Dann musst Du nur noch die zwei Reiter freistellen.


----------



## stopfi (2. April 2004)

Hier nochmal die Maske


----------



## aTa (2. April 2004)

Hi, danke für die Hilfe aber pixel für pixel  das sollte heute noch fertig werden 
@ stopfi kannst du das etwas genauer erklären bin net so der ps freak.


----------



## RX Queen (2. April 2004)

Puh, ob meine Idee dich wirklich weiterbringt, wage ich zu bezweifeln...bei dem Bild könnte das echt schwierig werden. Aber du kannst meinen Tipp ja trotzdem mal versuchen: 

Also, du nimmst das Rechteck-Auswahl-Werkzeug und markierst dir ein Stückchen aus dem Wald (oder aus dem Himmel) und duplizierst das dann an den Rand vom Rapsfeld...und dann nimmst du halt jedesmal andere Stückchen zur Auswahl, solange bis das Maisfeld fast ganz weg ist. Den Rest vom Feld und die Kanten kannst du dann mit dem Kopierstempel wegmachen.

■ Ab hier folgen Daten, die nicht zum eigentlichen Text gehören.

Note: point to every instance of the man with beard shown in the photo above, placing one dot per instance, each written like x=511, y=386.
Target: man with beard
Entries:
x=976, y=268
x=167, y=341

Ich bin mir echt nicht sicher, ob das auch bei dem Bild klappt ...bin ja schliesslich noch'n blutiger Anfänger. Aber bei meinem Praktikum mach ich Retuschen immer so


----------



## stopfi (2. April 2004)

Hab Dir mal n Tutorial gesucht. Empfehlen kann ich zu dem Thema auch die offizellen Adobe PS Kurse die es als CD gibt, da wird das auch Schritt für Schritt erklärt.
http://www.gurusnetwork.com/tutorials/photoshop/replacebg.html


----------



## Consti (2. April 2004)

> Not Found  The requested URL //www.gurusnetwork.com/tutorials/photoshop/replacebg.html was not found on this server.    Apache/1.3.22 Server at www.http.com Port 80



http://www.gurusnetwork.com/tutorials/photoshop/replacebg.html


Die ist richtiger


----------



## aTa (2. April 2004)

Ah ok thx für die Hilfe werd alles ma versuchen


----------



## stopfi (2. April 2004)

So ich habe mich noch etwas gespielt, der Hintergrund ist vielleicht nicht optimal.


----------



## aTa (2. April 2004)

Hey krass das is mal cool auch wenn es net grad 100% perfekt ist!
Hast du das jetzt nach dem Tut gemacht?`?


----------



## stopfi (2. April 2004)

Vom Prinzip her ist es wie im Tutorial gemacht, nur musste ich aufgrund der niedrigen Auflösung - deswegen konnte ich die Reiter kaum freistellen - mit dem Pinsel an der Maske nacharbeiten.

Vorallem der Herbstwald zum blühenden Rapsfeld  - naja


----------